Issue #83 - Selective Attention for Context-aware Neural Machine Translation
Introduction
One of the next frontiers for Neural Machine Translation (NMT) is moving beyond the sentence-by-sentence translation that currently is the norm, to a context-aware, document level translation. Including extra-sentential context means that discourse elements (such as expressions referring back to previously-mentioned entities) can be integrated, resulting in better translation of references, for example. Currently the engine has no awareness of something referred to in a previous sentence, which results in a great deal of errors, for example around the gender of referring expressions (mistranslations of ‘it’, ‘he’, ‘she’).

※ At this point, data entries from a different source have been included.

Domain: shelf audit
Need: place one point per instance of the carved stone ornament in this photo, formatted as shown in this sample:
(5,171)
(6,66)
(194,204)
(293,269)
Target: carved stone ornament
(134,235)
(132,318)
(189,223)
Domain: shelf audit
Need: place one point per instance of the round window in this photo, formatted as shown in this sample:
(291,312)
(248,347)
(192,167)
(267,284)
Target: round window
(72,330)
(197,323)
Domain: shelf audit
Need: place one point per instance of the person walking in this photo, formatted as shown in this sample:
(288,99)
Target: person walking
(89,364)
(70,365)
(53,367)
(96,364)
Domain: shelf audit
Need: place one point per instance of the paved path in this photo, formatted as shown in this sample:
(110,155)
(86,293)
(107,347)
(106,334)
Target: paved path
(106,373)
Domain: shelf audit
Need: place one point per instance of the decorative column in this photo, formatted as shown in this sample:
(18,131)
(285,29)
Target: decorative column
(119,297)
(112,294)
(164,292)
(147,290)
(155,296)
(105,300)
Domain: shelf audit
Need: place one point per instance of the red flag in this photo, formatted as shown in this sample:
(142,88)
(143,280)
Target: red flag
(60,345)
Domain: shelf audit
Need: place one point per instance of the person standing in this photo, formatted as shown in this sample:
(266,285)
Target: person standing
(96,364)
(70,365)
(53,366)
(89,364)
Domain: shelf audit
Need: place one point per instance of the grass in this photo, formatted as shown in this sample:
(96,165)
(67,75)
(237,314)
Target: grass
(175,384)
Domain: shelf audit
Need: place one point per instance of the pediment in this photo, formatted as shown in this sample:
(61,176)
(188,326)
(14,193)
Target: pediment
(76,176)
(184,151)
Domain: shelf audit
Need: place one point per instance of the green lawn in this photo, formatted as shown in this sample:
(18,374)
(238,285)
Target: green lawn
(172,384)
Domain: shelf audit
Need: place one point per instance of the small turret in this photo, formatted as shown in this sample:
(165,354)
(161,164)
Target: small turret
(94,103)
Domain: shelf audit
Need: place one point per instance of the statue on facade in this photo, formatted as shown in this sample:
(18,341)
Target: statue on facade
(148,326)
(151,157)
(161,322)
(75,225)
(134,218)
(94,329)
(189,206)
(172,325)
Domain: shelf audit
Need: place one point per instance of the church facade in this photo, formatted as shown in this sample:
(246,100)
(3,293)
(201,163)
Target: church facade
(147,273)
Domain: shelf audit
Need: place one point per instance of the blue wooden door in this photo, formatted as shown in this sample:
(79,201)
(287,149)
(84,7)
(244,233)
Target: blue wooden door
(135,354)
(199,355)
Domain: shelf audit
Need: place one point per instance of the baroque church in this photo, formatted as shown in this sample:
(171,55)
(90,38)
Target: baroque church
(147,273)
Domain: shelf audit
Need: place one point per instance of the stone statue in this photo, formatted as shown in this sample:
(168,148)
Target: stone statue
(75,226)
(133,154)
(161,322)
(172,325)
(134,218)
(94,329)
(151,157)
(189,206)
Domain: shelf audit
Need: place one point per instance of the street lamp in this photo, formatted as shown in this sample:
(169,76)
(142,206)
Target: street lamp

While there has been some work in context-aware or document level MT, integrating various aspects of discourse into machine translation, this is still not the dominant paradigm. Work on context-aware translation has been largely restricted to a few sentences (Miculicich et al 2018). There is an approach that is fully document level, although the context is static, computed once for the sentence being translated (Maruf & Haffari 2018). This research builds on that work. For a full survey on Document level MT see Maruf et al 2019.
Sparse Attention
In this blog post we look at a very interesting approach taken by Maruf et al 2019 which uses selective attention to focus on relevant sentences in the document as a whole, then attends to just the key words in those sentences. They do this by experimenting with a different attention transformation, sparsemax (Martins & Astudillo 2016), to identify the key sentences, which has the effect of dropping low probability sentences (while also being efficient).
Training the document level NMT model in this approach comprises two steps: Firstly, pre-training a standard sentence level NMT model. Secondly, optimising the parameters of the whole model, document and sentence-level. Their translation process also incorporates two steps: a draft translation using the sentence based model, then updates using the context aware one.
They experiment with modelling the document level context in a couple of different ways: a hierarchical attention module or flat attention one. The hierarchical attention model extends the traditional attention by adding another layer. To compute the weights they use sparsemax (Martins & Astudillo 2016) (which can output sparse distributions) instead of softmax, selectively attending to key sentences in an efficient manner. For word level attention they experiment with both soft and sparsemax. The flat attention model integrates the document context in a modification of the normal attention.
This document level context is then integrated into either the encoder or decoder of the NMT model:
- Either as monolingual context into the encoder, where the context is from the integration of source text words or sentences derived from the pre-trained sentence level model.
- Or else as bilingual context integration in the decoder, which integrates both source side context and target side context.